Especially surrounded by these people.
Yes, after a laughter and adorable-snack filled happy hour, we made our way to the table to continue telling inappropriate tales from our high school years and do our best to embarrass each other in front of the brave significant others who have joined the group post-graduation. I never get sick of recounting the good ol’ days, and catching up on the new ones.
As the years go on I realize over and over again how rare it is to have had such a solid set of friends in high school, and rarer still to stay close so many years beyond. And I feel ever grateful for this group.

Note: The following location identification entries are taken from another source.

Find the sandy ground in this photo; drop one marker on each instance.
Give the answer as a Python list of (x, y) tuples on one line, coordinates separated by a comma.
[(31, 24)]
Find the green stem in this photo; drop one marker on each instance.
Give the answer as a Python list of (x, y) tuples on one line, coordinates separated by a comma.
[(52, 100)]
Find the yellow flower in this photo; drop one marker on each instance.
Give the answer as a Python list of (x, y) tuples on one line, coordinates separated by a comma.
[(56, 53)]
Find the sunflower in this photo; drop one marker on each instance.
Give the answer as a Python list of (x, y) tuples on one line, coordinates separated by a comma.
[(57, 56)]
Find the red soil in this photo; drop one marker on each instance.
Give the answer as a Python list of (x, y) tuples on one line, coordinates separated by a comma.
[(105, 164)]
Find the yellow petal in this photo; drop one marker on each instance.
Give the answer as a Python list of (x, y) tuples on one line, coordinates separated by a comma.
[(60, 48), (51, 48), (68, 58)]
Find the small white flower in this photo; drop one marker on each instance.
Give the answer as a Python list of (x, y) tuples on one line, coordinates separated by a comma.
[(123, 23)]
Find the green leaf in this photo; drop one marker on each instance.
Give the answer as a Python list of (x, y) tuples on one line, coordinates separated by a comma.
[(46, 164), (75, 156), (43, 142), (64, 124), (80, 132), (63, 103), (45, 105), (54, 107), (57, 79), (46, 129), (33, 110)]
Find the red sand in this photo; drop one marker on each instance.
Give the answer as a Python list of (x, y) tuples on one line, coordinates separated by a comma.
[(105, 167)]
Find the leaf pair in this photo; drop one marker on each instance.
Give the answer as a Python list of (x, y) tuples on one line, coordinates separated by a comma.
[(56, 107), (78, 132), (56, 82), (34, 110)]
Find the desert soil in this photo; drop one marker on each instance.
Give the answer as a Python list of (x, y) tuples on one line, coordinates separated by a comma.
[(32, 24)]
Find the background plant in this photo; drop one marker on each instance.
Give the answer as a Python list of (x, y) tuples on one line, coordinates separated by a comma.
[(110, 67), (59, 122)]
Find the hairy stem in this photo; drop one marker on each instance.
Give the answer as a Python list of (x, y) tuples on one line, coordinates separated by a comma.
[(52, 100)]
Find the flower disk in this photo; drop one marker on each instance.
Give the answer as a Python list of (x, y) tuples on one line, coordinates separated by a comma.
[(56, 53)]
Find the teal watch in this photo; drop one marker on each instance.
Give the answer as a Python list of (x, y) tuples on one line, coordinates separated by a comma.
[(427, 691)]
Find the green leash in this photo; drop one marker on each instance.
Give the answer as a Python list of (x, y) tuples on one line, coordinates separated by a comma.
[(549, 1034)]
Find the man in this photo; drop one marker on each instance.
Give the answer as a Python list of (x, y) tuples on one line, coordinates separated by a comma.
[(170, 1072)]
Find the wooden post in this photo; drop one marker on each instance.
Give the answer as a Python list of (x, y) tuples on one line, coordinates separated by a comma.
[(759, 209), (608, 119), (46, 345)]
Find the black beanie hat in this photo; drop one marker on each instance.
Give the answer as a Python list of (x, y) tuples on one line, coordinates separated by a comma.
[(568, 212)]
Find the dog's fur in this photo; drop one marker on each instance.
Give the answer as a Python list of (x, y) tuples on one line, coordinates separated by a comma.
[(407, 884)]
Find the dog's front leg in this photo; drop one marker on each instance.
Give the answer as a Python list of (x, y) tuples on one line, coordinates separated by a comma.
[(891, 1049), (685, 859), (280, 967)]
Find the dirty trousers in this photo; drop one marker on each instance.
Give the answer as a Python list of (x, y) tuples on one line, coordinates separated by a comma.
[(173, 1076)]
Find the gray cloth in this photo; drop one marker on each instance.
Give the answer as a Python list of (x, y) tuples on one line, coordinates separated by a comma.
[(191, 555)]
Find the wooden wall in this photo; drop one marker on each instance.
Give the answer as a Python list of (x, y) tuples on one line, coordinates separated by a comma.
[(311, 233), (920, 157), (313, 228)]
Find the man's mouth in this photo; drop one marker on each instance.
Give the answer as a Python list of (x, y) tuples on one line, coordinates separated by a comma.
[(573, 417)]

And that gratefulness extends to my bratty mom and sis, who managed to sneak their way onto a very exclusive guest list. (Just kidding. Cause, you know, it is my mom’s house and all. And my sister’s too. When my ‘lil sis put the below photo on Facebook, she captioned it “My main biddies 4Life.” And it is moments like that that melted my heart and made me feel a little less Grinchy this Christmas.)
I do adore this crew.
Pretty soon, it was time for the main event — December 24th was upon us. For us that involved an elegant dinner with two close family friends, a low key evening of backgammon and Christmas specials, and a late night church service before a dramatic reading of The Night Before Christmas marked the end of the evening.
After dinner, finally feeling inspired to renew my role as family photographer, I broke out the tripod to attempt some Christmas portraits. Even Tucker got into the spirit… temporarily.

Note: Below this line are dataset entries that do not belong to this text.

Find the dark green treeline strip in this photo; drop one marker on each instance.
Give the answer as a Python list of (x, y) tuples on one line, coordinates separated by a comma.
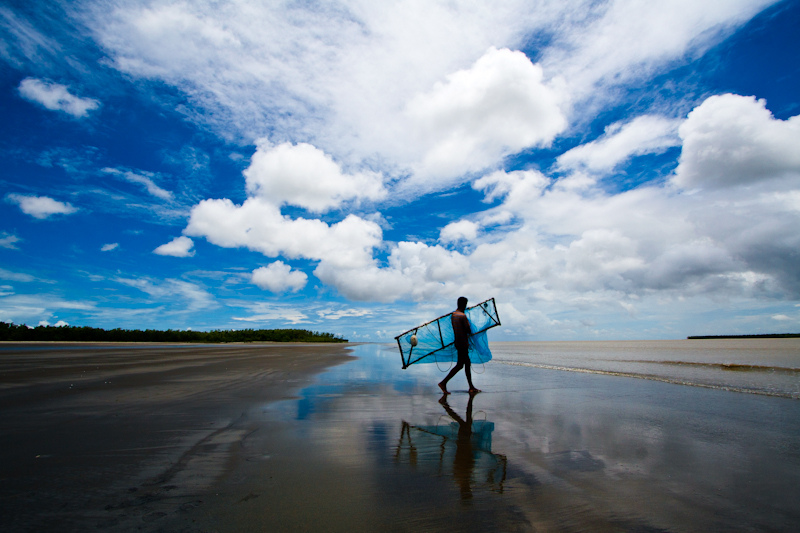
[(13, 332)]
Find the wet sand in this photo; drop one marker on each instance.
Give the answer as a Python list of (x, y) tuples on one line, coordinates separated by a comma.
[(370, 447), (248, 439), (120, 438)]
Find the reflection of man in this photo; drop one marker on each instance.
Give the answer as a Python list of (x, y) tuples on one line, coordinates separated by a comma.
[(462, 331), (464, 460)]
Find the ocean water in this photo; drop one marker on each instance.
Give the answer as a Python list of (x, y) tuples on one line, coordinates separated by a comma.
[(759, 366)]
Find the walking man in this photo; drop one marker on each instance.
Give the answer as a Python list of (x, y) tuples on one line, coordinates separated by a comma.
[(462, 331)]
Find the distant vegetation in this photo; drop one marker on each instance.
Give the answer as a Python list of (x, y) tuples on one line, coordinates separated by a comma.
[(13, 332), (761, 336)]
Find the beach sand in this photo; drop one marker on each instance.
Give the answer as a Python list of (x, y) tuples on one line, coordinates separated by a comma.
[(119, 437), (233, 439)]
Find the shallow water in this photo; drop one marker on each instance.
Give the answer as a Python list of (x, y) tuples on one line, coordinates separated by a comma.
[(759, 366), (371, 447)]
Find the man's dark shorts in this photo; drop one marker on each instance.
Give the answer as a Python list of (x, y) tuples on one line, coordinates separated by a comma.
[(463, 356)]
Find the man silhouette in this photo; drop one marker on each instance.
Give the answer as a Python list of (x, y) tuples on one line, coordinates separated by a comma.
[(462, 331)]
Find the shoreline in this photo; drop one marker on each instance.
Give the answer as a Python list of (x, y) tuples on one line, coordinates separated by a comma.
[(120, 437)]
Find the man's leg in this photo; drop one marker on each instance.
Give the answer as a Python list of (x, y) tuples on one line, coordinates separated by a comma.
[(443, 383), (468, 372)]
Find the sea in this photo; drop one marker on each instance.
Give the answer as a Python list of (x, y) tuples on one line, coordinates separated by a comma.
[(763, 366)]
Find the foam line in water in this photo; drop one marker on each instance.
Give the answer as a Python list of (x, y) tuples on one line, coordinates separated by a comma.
[(652, 377)]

And then we were off to church. I did a double take when we opened those enormous wooden doors and walked in… to rows and rows of empty pews. Apparently, we’d unintentionally missed our usual service, the one filled with hundreds of voices singing the same carols and hundreds of candles lighting the room to the closing song of Silent Night. Instead, about a dozen bored-looking people stared at wilted poinsettias.
Guys, I can’t sugarcoat it — I cried through Christmas Eve church. And not happy tears at an old tradition, like I usually cry, but tears of the melodramatic, self-pitying kind. I’d spent hours that day in a hospital waiting room only to find out I had a massive infection at my surgical incision site. We’d missed the opening hours of Lights in The Park by seven minutes. It had rained every day we’d tried to ice skate in the Empire State Plaza. And now, here, this Christmas tradition I hold so dear, this was all wrong too.

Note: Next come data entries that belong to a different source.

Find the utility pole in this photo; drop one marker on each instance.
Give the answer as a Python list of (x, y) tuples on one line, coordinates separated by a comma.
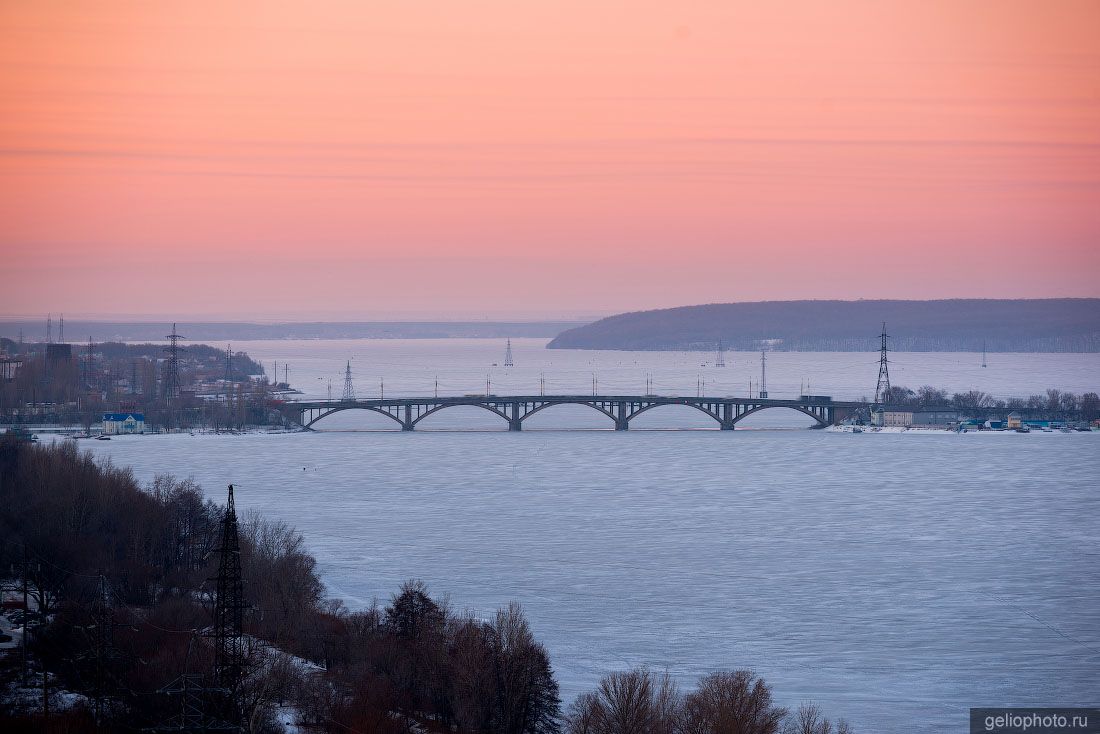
[(349, 391), (763, 374), (26, 614), (882, 386)]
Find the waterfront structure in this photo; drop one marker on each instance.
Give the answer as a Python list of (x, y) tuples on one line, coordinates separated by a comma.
[(619, 408), (906, 417), (10, 368), (123, 423)]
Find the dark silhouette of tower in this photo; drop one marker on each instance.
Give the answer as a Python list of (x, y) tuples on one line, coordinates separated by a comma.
[(172, 386), (882, 387), (229, 613), (89, 364), (762, 392), (349, 392)]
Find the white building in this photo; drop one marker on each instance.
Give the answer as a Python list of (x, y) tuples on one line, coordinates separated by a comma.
[(123, 423)]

But in the morning we woke up and found that Santa had left us a fresh set of smiles. We had a low key and relaxing morning — so low key in fact, that these three Tucker-centric iPhone snaps are the only ones I have from Christmas day. But I don’t need photos to tell me that it was a day of thoughtful gifts, sugar overindulgence, and negotiating over what movie we’d take on during our annual December 25th sojourn to The Spectrum.
Yes, Christmas 2014 was a little bit of a roller coaster for me, emotionally. It wasn’t my most joy-filled trip home. But you know what? When late December rolls around again, and I’m settled somewhere in the Gulf of Thailand, I bet there’s only one place I’ll wish to be.
Merry late Christmas guys… in March! Next stop, New Orleans.